Now get ready with your buckets. Each of these 3-acts is a bucket, for the purposes of this explanation. So the list I created at the beginning—the 20-25 brainstormed scenes—each has a place in an Act Bucket. I would add to these 25 things as I get more familiar with my book, but if I were to Storyboard this out, I would create 20 squares that represent chapters in my books. (You might write differently, so make this work for you with your average number of chapters in a single-title book.) I would write my 25 items down with each one written on a post-it note and place them on my storyboard where I think they will go in Act I (25%), II (50%), or III (25%).

Since each of these scene ideas is moveable, I can change the order and chapter they might appear to intensify the pace or escalate the tension. Once I see things on my storyboard in a visual manner, I will no doubt want to add more post-it scenes to fill out the detail and transitions in my story as the plot develops.
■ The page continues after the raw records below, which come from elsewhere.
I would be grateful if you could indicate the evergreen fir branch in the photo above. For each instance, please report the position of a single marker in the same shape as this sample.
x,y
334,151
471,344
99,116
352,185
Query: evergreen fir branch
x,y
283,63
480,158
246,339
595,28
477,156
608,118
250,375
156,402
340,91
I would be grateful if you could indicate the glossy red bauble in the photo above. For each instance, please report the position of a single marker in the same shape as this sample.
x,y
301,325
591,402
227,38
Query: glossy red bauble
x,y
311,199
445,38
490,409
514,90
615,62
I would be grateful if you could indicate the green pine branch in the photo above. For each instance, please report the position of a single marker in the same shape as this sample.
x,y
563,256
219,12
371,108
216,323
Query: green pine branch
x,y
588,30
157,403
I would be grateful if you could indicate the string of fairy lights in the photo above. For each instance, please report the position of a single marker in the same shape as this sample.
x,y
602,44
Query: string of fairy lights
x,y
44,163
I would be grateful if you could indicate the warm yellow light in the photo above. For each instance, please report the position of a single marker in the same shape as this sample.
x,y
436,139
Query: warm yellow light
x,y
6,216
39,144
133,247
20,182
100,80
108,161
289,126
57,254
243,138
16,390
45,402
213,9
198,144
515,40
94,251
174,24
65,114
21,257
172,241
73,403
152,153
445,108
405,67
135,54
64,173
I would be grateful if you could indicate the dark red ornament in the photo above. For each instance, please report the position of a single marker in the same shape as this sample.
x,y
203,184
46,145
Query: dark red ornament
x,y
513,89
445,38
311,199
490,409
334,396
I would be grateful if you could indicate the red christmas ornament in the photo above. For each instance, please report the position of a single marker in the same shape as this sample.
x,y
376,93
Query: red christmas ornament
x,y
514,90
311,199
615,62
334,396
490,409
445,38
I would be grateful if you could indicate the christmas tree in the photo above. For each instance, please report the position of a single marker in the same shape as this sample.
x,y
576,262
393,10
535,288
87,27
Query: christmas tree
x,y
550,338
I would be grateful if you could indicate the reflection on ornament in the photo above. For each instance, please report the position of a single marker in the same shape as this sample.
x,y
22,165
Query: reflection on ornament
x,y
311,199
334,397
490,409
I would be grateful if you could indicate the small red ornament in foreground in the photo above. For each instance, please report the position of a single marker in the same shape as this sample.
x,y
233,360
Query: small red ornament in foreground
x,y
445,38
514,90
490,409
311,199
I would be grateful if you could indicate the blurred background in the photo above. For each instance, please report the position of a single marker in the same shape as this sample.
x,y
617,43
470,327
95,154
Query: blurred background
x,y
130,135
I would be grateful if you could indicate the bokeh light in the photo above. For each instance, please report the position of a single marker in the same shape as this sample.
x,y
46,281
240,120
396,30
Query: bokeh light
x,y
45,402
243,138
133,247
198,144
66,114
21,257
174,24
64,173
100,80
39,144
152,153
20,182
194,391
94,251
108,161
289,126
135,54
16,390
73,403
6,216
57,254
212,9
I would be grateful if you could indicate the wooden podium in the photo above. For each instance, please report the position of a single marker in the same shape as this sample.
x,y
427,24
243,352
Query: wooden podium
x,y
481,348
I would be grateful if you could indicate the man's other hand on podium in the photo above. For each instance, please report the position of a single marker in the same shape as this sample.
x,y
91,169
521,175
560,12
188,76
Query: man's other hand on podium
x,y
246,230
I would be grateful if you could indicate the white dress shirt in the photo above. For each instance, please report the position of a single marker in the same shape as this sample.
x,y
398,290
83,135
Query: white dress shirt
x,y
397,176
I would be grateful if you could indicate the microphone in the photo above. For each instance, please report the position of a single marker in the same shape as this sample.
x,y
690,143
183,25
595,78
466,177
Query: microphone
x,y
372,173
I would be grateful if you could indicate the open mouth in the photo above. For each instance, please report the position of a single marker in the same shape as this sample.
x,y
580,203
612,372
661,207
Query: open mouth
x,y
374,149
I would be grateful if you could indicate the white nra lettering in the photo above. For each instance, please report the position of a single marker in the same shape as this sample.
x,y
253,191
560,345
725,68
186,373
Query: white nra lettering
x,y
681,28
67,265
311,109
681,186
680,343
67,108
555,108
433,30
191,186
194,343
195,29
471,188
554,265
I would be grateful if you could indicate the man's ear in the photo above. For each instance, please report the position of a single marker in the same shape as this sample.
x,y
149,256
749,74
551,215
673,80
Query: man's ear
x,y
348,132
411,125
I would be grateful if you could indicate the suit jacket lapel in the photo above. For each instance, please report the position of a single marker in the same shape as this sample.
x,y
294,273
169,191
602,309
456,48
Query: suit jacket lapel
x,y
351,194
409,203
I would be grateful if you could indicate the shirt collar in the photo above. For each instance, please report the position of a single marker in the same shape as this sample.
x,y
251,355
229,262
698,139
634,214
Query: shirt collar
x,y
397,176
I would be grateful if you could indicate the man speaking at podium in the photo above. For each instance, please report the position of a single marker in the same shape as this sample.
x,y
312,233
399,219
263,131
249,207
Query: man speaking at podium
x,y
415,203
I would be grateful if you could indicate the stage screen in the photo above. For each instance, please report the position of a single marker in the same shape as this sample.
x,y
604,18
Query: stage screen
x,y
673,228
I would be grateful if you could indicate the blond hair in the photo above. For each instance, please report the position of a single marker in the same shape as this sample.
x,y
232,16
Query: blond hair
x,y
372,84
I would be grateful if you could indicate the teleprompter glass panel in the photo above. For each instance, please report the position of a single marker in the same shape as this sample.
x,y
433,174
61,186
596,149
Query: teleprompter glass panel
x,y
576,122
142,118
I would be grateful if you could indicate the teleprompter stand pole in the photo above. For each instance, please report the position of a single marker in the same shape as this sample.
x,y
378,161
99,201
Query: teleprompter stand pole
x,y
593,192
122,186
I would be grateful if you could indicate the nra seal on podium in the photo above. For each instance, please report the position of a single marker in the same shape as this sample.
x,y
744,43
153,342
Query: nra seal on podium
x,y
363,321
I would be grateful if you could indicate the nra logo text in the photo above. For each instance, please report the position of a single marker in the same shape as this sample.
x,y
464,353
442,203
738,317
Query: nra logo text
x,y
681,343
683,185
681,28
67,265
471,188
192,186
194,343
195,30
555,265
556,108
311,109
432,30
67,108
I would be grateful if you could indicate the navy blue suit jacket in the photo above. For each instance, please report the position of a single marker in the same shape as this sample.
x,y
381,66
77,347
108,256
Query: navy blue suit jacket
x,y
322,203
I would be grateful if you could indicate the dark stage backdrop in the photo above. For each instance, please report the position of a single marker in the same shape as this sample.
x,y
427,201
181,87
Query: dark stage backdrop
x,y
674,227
I generally have 4-5 scenes in a chapter. So as my story plot movement gets established and building toward a resolution, I can add colored post-its to signify point of view (POV) switches or character story arcs or relationship arcs to deepen my story understanding. I thought this process might fit my “pantser” approach to structure with a simple method that I can see visually as I write and evolve the story.

Scrivener is affordable software for writers that can help with adding structure to your story. It comes highly recommended by many authors, but my method can be written down on a cocktail napkin. That notion completely interested me as a “pantser.”

To have a story plot, all I need to know are SEVEN things:

  1. How does my story begin?
  2. Is there a point of no return for the hero to commit?
  3. What’s the first turning point?
  4. What’s the next turning point that ramps up the stakes?
  5. What is the dark moment where all seems lost?
  6. Is there a twist before the end?
  7. How does it end?

Anyone have a cocktail napkin? I feel a bestseller coming on.